The U.S. Forest Service is about to put the finishing touches on its wilderness plan for Allegheny National Forest -- 500,000 acres of woods, trails, streams, wildlife, oil, gas and timber in northwestern Pennsylvania.
The plan, which contains a section on wilderness protection that must be approved by Congress, will determine for at least 15 years how competing interests will coexist on such public, yet jealously guarded, land. For that reason, no one has ever mistaken the forest for the peaceable kingdom.
Still, there is plenty of room in Allegheny National for responsible commercial interests to operate alongside strong conservation. It begins by designating a healthy amount of the most pristine areas as wilderness.

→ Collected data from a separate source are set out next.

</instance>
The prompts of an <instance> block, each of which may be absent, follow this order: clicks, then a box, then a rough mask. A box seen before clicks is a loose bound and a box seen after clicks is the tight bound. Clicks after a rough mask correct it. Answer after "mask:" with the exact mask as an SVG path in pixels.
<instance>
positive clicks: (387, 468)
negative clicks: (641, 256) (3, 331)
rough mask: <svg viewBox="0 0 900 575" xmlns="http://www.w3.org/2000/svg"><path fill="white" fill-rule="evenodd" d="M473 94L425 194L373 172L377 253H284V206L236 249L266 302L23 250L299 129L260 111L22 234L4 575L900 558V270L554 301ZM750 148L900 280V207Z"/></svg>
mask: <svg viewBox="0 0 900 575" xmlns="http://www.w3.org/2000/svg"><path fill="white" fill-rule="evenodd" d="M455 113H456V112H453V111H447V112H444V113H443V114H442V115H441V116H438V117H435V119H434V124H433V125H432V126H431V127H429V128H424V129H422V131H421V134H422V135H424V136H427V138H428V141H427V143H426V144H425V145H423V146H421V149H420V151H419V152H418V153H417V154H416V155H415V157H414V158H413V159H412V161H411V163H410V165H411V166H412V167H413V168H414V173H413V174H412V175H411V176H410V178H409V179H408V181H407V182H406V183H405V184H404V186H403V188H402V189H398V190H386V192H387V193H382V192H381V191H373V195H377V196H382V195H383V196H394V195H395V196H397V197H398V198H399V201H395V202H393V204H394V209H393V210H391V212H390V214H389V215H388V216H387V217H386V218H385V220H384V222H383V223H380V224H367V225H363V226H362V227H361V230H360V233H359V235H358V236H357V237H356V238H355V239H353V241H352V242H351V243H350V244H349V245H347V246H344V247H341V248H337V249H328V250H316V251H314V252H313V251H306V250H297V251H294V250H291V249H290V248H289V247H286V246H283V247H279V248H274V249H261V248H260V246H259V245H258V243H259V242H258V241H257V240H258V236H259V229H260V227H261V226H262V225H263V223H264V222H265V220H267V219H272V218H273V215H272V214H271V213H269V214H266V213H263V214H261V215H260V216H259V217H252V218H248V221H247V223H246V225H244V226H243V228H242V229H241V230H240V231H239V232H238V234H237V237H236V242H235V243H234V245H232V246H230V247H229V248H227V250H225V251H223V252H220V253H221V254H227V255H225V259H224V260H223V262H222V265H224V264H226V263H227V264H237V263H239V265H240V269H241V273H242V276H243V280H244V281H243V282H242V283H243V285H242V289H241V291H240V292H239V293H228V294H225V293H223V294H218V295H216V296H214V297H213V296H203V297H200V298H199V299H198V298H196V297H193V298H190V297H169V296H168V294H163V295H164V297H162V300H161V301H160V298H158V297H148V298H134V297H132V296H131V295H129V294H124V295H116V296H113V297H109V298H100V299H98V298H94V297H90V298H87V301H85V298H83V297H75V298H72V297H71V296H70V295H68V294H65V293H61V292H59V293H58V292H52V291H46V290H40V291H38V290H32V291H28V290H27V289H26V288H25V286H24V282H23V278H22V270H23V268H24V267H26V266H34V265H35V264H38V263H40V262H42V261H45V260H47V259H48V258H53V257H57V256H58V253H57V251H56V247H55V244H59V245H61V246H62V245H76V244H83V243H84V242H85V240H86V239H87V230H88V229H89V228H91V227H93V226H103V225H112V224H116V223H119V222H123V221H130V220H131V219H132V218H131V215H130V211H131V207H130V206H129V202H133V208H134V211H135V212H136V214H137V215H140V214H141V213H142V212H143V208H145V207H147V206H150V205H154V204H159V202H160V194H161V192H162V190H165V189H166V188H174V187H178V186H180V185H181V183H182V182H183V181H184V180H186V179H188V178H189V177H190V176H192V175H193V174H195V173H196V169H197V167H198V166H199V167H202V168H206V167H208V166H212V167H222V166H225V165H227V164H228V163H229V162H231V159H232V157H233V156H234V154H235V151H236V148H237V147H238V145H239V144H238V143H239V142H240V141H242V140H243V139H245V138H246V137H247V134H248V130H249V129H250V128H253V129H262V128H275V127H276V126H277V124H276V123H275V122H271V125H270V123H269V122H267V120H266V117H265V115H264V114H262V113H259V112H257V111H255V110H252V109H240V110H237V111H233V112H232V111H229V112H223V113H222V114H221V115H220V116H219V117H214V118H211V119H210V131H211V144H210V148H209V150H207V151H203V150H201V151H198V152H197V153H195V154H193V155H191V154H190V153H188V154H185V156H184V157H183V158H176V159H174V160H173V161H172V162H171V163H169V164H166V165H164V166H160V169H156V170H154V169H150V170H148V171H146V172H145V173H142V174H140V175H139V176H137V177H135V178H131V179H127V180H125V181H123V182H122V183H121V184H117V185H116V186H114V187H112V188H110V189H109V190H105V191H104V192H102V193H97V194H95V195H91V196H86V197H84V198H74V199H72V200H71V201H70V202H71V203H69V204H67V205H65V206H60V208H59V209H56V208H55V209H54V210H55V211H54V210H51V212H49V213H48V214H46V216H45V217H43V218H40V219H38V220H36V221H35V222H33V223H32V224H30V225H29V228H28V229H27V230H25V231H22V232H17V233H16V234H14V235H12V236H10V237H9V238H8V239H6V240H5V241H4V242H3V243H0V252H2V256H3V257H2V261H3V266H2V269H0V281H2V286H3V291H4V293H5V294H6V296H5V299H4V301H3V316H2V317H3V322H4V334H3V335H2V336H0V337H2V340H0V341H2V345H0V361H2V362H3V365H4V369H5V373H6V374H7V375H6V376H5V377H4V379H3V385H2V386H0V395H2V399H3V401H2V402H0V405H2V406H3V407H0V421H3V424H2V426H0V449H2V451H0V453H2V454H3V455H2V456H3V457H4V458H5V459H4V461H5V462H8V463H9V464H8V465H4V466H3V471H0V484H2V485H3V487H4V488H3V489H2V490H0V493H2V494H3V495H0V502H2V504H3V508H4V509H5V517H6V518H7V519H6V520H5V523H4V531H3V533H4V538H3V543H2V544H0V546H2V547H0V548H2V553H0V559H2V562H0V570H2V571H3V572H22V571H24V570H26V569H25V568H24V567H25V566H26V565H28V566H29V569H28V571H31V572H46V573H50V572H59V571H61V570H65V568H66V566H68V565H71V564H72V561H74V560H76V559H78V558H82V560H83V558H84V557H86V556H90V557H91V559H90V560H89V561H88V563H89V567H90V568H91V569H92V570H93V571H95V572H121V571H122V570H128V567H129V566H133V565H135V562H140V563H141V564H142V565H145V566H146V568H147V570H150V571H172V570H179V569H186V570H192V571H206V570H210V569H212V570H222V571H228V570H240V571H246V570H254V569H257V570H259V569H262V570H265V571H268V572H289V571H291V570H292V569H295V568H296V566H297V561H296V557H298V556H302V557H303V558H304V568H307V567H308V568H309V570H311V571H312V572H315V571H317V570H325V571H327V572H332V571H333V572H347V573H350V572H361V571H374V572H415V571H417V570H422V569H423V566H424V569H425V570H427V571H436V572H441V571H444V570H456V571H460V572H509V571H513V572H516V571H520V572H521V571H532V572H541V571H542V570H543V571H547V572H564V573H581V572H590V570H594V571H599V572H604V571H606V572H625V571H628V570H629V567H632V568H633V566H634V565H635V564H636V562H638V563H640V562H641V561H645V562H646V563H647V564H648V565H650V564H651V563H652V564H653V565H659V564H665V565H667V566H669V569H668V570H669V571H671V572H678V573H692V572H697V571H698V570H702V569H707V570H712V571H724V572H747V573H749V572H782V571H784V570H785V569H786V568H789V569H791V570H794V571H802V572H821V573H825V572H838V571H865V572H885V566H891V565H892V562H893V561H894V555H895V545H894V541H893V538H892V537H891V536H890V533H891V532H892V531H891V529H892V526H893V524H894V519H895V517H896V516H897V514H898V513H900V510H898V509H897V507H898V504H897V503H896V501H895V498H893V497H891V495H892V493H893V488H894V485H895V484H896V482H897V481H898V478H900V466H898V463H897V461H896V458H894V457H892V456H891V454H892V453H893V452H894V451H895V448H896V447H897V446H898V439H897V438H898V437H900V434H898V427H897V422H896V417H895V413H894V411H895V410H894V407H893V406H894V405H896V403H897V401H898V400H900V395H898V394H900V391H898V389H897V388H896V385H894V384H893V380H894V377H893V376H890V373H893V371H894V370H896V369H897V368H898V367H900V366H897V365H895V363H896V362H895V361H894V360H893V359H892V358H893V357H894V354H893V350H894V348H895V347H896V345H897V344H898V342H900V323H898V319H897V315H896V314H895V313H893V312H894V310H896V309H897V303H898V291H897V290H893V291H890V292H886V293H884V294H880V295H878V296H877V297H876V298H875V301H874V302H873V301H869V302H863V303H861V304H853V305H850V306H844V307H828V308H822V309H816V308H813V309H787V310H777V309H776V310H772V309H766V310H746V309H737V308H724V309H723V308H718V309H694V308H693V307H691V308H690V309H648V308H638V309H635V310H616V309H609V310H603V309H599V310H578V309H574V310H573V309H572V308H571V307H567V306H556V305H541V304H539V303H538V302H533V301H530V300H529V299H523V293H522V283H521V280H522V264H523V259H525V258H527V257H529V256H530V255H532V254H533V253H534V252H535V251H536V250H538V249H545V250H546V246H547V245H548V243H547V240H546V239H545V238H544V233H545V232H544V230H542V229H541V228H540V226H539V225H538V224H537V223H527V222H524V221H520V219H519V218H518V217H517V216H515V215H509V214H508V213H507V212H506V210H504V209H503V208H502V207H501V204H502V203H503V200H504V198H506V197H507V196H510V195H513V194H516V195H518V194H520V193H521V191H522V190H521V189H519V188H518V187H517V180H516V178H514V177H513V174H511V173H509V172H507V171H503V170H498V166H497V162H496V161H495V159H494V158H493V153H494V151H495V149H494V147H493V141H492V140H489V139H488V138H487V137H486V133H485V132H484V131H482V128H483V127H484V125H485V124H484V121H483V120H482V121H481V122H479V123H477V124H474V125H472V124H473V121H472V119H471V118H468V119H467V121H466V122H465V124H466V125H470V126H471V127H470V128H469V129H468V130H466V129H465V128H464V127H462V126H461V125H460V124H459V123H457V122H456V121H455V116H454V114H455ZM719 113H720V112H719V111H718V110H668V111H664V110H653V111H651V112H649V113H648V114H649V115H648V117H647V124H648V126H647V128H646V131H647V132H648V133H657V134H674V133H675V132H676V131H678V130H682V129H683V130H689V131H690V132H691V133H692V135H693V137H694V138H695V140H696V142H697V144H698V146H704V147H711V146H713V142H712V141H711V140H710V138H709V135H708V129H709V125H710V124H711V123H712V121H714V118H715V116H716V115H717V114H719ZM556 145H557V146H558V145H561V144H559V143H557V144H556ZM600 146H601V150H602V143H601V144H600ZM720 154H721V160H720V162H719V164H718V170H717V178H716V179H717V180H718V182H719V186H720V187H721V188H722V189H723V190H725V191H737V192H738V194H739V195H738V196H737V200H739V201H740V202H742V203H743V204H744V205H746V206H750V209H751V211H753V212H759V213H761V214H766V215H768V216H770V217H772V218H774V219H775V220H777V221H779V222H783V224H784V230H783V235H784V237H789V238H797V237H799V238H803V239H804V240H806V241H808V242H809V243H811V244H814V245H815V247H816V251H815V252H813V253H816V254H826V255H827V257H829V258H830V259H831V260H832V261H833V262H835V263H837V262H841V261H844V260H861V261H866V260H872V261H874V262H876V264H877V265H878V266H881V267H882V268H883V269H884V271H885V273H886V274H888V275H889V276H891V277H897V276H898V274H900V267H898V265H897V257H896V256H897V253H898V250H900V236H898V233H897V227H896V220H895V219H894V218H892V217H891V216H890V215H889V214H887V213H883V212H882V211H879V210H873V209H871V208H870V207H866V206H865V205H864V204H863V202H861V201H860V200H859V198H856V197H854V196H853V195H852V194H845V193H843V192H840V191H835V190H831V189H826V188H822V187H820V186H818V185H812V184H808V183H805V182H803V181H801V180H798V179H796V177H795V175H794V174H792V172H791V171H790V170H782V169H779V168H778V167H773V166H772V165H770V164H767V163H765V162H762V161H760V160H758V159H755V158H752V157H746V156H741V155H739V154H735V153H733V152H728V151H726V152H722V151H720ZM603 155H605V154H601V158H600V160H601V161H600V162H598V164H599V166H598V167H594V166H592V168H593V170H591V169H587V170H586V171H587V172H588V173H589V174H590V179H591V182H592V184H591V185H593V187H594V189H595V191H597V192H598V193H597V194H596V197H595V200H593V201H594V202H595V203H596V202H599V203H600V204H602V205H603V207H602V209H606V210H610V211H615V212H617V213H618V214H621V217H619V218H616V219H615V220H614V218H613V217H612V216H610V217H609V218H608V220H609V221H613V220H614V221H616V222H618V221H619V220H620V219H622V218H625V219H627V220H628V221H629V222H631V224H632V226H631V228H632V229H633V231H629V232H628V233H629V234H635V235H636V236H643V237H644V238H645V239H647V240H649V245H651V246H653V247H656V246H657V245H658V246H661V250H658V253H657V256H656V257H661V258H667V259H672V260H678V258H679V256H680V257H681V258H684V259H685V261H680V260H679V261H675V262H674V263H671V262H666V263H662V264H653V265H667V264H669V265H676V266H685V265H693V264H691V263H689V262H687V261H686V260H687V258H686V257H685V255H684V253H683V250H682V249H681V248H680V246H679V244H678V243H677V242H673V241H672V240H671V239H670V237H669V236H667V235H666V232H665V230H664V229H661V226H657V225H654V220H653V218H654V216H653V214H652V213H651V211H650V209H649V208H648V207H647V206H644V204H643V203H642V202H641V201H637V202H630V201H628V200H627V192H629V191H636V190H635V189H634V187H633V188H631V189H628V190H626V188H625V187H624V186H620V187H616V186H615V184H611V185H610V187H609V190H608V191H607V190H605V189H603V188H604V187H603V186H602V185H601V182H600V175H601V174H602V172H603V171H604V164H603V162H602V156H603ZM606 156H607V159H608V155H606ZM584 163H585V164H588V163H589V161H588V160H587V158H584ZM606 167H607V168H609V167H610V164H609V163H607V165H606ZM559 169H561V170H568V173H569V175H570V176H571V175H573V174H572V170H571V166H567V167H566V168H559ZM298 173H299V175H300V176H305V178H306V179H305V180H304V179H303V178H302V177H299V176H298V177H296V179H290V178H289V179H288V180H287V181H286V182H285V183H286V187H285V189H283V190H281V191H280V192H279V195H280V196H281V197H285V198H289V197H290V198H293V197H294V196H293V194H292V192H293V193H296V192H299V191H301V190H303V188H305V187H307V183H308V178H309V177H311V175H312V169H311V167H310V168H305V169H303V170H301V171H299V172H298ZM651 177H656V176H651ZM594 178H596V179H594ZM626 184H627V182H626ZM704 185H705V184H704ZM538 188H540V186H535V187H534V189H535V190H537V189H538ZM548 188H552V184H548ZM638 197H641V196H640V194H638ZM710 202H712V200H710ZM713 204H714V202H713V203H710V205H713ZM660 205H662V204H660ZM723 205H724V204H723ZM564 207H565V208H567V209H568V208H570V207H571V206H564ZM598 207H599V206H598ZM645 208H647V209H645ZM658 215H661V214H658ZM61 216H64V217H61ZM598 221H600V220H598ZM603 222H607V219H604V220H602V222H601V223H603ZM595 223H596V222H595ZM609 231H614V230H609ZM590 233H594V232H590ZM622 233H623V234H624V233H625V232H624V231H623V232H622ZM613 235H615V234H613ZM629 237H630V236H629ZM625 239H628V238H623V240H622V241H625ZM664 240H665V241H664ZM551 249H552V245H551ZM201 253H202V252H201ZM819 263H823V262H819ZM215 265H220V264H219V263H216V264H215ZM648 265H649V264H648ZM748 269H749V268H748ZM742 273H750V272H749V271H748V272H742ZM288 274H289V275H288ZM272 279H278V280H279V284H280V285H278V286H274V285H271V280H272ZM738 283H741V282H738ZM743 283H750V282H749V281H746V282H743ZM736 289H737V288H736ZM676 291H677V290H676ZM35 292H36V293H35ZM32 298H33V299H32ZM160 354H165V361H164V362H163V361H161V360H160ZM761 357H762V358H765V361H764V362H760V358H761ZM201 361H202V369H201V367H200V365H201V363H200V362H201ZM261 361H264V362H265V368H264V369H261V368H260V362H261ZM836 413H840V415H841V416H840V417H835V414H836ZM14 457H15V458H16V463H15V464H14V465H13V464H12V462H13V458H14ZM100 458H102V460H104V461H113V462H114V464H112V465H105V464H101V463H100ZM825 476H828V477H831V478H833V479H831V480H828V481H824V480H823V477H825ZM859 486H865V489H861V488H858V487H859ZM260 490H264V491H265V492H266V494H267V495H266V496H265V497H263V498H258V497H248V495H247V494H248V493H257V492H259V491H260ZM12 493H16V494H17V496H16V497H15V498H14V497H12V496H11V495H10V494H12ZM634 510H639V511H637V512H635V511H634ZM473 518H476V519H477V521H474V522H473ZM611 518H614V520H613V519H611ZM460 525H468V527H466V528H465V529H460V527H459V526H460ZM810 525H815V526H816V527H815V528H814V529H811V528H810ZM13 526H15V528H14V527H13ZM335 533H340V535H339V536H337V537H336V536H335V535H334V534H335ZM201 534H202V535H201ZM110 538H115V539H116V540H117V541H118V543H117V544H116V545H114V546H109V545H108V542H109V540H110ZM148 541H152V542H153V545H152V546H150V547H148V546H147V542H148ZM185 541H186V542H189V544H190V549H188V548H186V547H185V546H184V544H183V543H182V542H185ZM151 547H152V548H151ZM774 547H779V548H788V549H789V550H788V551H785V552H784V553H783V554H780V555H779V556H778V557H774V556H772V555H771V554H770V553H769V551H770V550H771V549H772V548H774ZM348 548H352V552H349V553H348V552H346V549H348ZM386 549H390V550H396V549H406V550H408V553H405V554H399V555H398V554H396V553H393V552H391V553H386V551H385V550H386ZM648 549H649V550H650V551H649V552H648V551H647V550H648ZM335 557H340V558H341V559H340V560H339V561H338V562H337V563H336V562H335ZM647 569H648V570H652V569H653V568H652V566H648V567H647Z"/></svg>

Today less than 2 percent of the forest's acreage is protected by wilderness designation, compared to 11 percent in other eastern national forests and 18 percent in national forests across the country. One option before the Forest Service would designate two areas, Chestnut Ridge and Tracy Ridge, as wilderness. Their 14,000 acres would boost the forest's total wilderness area to almost 5 percent.
Pennsylvania deserves better. There are actually eight new areas (54,000 acres) that deserve protection, as advocated by Friends of the Allegheny Wilderness and other moderate groups. That would bring the portion of wilderness a hair above the eastern forest norm, though leave Allegheny still way behind the national average.
Thousands of citizens have e-mailed the Forest Service on the need for more wilderness in Allegheny. U.S. Rep. Phil English, a Republican from Erie, also urged the federal government to maximize the wilderness zone.
We couldn't agree more. Not just for us, but for future Pennsylvanians.